Let's run the file and see what the installation experience is like for the end-user. The first think they'll see is a dialog box that asks if they want to install the Corporate VPN. Not that this is based on the name you included at the beginning of the CMAK. Click Yes.
The user will be given the choice to make the connection available for All users or My use only. One thing that your users need to be aware of is if they want to log on via dial-up networking, then they need to make the connectoid available to All users. Otherwise, they machine doesn't have a logged on user prior to log on and can't tell who the user is and won't make it available for logging on via dial-up networking.
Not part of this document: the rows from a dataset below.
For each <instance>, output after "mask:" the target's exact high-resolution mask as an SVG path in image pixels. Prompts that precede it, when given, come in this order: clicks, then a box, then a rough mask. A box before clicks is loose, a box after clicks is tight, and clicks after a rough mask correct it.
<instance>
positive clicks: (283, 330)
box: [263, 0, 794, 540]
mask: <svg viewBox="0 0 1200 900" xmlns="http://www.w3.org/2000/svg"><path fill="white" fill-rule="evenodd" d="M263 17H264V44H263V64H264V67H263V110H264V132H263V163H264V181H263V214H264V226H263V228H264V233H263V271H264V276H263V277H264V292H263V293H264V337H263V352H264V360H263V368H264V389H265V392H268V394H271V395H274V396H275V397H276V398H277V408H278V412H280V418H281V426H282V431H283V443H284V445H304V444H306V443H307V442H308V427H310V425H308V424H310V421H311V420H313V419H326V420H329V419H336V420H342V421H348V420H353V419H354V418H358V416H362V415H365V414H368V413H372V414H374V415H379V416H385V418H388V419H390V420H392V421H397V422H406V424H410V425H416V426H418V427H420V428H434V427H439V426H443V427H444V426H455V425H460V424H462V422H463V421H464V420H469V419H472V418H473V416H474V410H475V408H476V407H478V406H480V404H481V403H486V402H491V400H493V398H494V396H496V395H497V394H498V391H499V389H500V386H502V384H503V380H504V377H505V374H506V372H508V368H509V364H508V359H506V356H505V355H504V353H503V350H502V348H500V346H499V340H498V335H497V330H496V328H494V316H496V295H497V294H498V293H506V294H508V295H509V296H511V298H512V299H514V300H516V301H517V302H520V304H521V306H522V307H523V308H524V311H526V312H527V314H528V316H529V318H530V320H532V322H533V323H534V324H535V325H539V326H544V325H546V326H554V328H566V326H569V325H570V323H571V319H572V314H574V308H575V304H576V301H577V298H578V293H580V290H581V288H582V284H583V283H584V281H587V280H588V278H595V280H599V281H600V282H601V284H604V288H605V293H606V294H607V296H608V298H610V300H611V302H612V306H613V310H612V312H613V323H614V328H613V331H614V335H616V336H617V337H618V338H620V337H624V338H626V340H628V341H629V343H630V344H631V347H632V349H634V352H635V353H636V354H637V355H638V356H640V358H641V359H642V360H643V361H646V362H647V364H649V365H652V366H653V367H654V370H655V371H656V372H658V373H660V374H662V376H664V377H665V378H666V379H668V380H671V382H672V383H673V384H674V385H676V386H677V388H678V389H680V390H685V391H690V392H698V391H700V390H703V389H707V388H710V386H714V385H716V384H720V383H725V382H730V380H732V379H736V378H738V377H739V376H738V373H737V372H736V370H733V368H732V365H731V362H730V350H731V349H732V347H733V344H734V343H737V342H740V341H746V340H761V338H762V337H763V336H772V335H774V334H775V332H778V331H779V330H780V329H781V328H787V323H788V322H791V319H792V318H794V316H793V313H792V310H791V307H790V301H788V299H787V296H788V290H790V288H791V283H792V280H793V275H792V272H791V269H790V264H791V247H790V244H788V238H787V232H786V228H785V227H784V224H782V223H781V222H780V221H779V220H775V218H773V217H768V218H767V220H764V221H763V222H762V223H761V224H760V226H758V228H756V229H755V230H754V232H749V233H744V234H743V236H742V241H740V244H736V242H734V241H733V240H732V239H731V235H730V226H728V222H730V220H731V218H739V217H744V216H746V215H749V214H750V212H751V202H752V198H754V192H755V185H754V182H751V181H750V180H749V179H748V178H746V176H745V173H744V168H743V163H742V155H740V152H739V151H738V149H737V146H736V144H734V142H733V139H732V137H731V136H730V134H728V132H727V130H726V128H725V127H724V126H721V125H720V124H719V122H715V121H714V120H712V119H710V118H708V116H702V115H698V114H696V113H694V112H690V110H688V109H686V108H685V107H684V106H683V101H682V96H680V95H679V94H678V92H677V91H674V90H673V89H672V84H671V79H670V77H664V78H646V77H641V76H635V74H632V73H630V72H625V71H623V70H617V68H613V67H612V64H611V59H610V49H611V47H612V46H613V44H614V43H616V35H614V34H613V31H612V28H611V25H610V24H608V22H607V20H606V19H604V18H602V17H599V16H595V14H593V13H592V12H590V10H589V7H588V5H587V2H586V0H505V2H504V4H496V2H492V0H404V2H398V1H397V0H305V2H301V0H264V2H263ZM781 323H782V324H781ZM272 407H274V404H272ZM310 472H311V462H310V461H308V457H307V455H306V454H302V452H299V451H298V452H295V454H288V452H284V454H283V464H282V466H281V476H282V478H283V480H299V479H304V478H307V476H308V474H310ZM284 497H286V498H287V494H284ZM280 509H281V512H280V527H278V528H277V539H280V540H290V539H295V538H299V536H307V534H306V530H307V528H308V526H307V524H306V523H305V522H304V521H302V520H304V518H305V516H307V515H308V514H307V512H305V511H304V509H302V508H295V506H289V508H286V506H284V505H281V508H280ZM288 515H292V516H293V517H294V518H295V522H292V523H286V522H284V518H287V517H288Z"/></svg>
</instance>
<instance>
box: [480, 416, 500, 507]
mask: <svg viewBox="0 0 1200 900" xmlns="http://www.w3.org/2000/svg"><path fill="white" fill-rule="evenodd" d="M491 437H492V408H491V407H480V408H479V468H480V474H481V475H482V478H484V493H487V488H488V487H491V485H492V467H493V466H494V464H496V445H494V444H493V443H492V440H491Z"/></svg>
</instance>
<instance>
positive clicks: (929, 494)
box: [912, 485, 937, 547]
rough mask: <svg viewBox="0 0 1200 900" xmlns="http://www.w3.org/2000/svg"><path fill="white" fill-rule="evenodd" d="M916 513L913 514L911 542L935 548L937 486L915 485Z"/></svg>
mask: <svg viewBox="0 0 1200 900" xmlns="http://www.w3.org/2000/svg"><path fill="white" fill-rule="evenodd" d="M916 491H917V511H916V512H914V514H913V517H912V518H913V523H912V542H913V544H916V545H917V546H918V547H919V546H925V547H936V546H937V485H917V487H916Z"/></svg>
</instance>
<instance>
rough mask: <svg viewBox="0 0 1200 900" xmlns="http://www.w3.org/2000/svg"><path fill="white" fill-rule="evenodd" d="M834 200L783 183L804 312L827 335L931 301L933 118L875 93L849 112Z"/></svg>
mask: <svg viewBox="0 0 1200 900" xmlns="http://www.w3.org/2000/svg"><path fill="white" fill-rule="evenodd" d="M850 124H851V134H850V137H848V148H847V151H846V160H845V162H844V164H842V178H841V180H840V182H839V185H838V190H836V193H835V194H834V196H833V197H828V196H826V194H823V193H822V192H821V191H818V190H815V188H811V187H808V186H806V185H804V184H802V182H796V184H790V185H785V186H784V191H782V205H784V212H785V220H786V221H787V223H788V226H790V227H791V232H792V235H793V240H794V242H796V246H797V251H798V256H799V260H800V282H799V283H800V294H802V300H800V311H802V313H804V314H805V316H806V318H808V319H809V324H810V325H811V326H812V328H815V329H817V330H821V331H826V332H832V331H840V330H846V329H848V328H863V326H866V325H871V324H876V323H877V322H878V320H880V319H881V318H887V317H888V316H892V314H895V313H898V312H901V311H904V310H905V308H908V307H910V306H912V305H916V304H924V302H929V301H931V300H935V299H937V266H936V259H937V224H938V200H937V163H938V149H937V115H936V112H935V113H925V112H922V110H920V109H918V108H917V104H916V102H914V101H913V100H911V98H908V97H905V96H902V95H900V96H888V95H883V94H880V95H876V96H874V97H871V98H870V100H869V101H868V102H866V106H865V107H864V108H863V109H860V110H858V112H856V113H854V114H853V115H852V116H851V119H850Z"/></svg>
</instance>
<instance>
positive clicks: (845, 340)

If users don't log on via dial-up networking, then they can select My use only for a more secure configuration.
The log on dialog box appears. Enter a user name and password and domain, if the VPN server is a domain member of you're using RADIUS for domain authentication. Click Connect. And that's it! The user will connect to the VPN.
The Connection Manager Administration Kit provides you an easy way to create connection service profiles for VPN users. Users will not need to know the details of the configuration, will not need to remember the name of the VPN server, and will not have to delve into the VPN protocols that should be used to connect to the VPN server. This should help reduce Help desk calls due to problems with end-user related problems with configuring VPN connectoids. Note that while the configuration is pre-built for the user, the user can still make changes to the configuration, so this is not an ironclad method against end-user "fiddling" around with application configuration.